With Brexit set to go ahead, albeit in terms and conditions yet to be confirmed, is the paper’s “Remainer” identity at risk of becoming stale and irrelevant?

Said Kelly: “I think it’s essential that our core proposition is that we are a pro European Union newspaper and, until it’s decided, we are the only newspaper that argues that there is no such thing as a good Brexit, hard or soft, and we are unique in the market place in that regard.

“The paper has got a lot more broad in its interests over the course of the year. We have had loads of different covers on different topics, but I think Brexit is part of a jigsaw puzzle that is global in its scope.

“We have got permission I think from our readers to try to write and explain what’s going on in other areas of interest, but it’s essential that we don’t forget who we are. We are always the paper for the pro-Remain cause.”

But, he added: “It’s very important to me that people understand we aren’t just about politics and Brexit and heavy issues, we have got this fabulous second half to the paper – Europhile – which is all about quite eclectic and sometimes random but very entertaining and intelligently written articles about arts and culture and film and food.

“It’s much more deep in its proposition than people might suspect if they have never read us.”

The New European has a subscriber base of about 5,500, according to Kelly, who said that number is rising by between 100 and 150 each week. He added that the renewal rate on subscriptions, which refresh every quarter, is 99 per cent.

All this he puts down to a good subscription offer, 13 issues for £1 each (half the newsstand price), and also a “sense of community” that is tied to the paper’s politics and its print-first focus.

“We say that the £2 you pay is not for the newspaper, it’s to be part of the community and you get a free newspaper with it,” he said.

“I want people to be able to walk around carrying the newspaper, because if you think about it there’s very few ways of demonstrating the fact that you are who you are. You can wear a badge, go on a march or you can carry a copy of The New European under your arm.

“I think that’s something that our readers feel very strongly about, that sense of community. And I have always felt that reading a newspaper is a shared experience, even though you do it in isolation, you are very much aware that thousands of other people are also doing the same thing. Maybe not at that time, but they are having that same experience.

“I don’t think that carries through quite as strongly digitally. Newspapers are still a magical media and I think there’s a lot more life in it than people consider at the moment.”

Kelly said the paper about breaks even finacially, but a move from Berliner to tabloid format this year, bringing printing in-house at Archant where before it was at the Guardian, will take it “into the land of the living in terms of profitability”.

Key to The New European’s relative financial stability is its low fixed-cost business model, relying on existing Archant staff to work on it alongside their main roles.

Its only full-time staff member is deputy editor Jasper Copping, who is technically employed by Archant as a special projects editor. Designer Jamie Bolton also works on other titles in the group and Kelly himself juggles editing the title with his primary role as chief content officer.

The majority of the content in The New European is commissioned work, for which it pays at market rates.

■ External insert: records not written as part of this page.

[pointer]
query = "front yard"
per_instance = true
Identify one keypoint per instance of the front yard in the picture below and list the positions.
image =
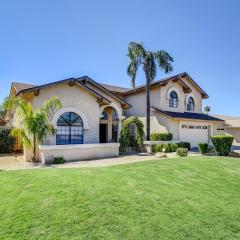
(182, 198)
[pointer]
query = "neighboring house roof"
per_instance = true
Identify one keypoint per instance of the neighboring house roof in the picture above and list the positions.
(187, 115)
(164, 81)
(230, 121)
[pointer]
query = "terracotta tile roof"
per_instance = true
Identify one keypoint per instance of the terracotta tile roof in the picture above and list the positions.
(22, 86)
(231, 121)
(115, 88)
(187, 115)
(164, 81)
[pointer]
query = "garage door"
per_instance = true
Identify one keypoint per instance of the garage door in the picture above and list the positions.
(193, 133)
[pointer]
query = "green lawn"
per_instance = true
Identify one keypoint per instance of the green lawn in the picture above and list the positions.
(183, 198)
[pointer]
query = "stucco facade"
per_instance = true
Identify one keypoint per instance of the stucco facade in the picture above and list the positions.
(97, 106)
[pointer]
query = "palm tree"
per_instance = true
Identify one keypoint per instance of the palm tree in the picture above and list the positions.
(139, 56)
(3, 108)
(33, 124)
(207, 109)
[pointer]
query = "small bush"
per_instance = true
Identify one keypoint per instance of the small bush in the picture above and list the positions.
(222, 144)
(184, 145)
(174, 147)
(203, 148)
(157, 148)
(7, 142)
(169, 147)
(161, 137)
(182, 152)
(234, 154)
(58, 160)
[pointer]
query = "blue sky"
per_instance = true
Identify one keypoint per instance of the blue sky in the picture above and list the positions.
(44, 41)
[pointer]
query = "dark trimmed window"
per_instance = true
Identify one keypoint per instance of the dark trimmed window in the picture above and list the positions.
(69, 129)
(190, 105)
(173, 101)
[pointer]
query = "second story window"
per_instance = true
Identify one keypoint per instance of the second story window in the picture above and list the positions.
(190, 105)
(173, 101)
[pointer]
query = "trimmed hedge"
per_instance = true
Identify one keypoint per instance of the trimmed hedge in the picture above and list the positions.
(222, 144)
(184, 145)
(58, 160)
(169, 147)
(203, 148)
(161, 137)
(7, 142)
(182, 152)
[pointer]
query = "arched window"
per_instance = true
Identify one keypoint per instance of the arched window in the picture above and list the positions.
(173, 101)
(69, 129)
(190, 105)
(104, 116)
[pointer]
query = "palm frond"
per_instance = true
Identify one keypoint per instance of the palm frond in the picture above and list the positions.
(164, 60)
(22, 136)
(150, 68)
(136, 53)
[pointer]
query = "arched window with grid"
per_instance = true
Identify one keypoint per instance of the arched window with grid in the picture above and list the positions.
(69, 129)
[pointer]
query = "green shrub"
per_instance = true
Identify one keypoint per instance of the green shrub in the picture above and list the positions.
(182, 152)
(222, 144)
(234, 154)
(174, 147)
(7, 142)
(184, 145)
(203, 148)
(161, 137)
(157, 147)
(169, 147)
(132, 141)
(58, 160)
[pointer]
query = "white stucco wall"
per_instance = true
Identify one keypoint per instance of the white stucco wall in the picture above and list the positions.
(160, 99)
(73, 99)
(78, 152)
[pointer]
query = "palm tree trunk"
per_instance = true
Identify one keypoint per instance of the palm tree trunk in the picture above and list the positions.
(34, 149)
(148, 110)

Kelly said the team had actually gotten smaller over the year, starting with seven or eight people when it was “a bit of an unknown entity” but is more streamline “now we know where we are going”.

He said the editorial process had also changed. “It used to be that we were literally making the paper up as we went along each week in the early days. We weren’t quite sure what it was meant to be,” he said.

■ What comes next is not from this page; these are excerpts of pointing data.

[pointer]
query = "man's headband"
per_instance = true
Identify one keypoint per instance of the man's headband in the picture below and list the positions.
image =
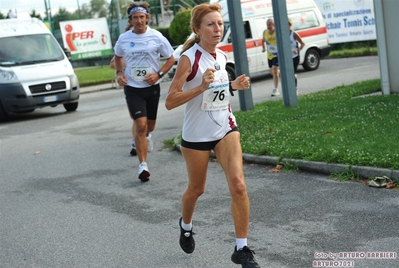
(138, 9)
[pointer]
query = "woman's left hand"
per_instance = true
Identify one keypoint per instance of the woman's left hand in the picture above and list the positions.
(151, 78)
(241, 82)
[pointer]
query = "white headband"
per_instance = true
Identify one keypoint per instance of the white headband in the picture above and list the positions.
(138, 9)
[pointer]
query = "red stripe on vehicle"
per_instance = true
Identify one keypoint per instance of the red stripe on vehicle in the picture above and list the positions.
(313, 31)
(248, 44)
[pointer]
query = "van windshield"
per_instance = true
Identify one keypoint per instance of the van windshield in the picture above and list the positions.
(29, 49)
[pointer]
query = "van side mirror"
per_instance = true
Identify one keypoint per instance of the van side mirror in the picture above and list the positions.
(67, 53)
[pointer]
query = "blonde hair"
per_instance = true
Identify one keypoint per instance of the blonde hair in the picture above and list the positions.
(197, 14)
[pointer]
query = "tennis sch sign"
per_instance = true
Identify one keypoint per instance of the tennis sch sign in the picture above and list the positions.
(87, 38)
(348, 20)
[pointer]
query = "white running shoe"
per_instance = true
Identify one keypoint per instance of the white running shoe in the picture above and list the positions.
(275, 92)
(150, 143)
(144, 173)
(133, 150)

“I think we were really lucky. We could have got some stuff wrong and it could have just died but we got more things right than we got wrong and we have now come to a place where we all understand what a good New European issue is and good story is.”

Despite work on the weekly title eating into his weekends, Kelly says he is not yet ready to appoint a full-time editor for the title – although Alastair Campbell was named its editor-at-large this year.

“The minute you start appointing a full-time editor and a production team and a designer, it becomes a different beast,” he said in reference to the costs of producing the title.

“We will get there, I hope. It would be marvellous to think we would get there and there would be another editor of the New European who could go and make it even better, but not just yet. I think that maybe it’s something we will look at towards the end of the year, see where we are.”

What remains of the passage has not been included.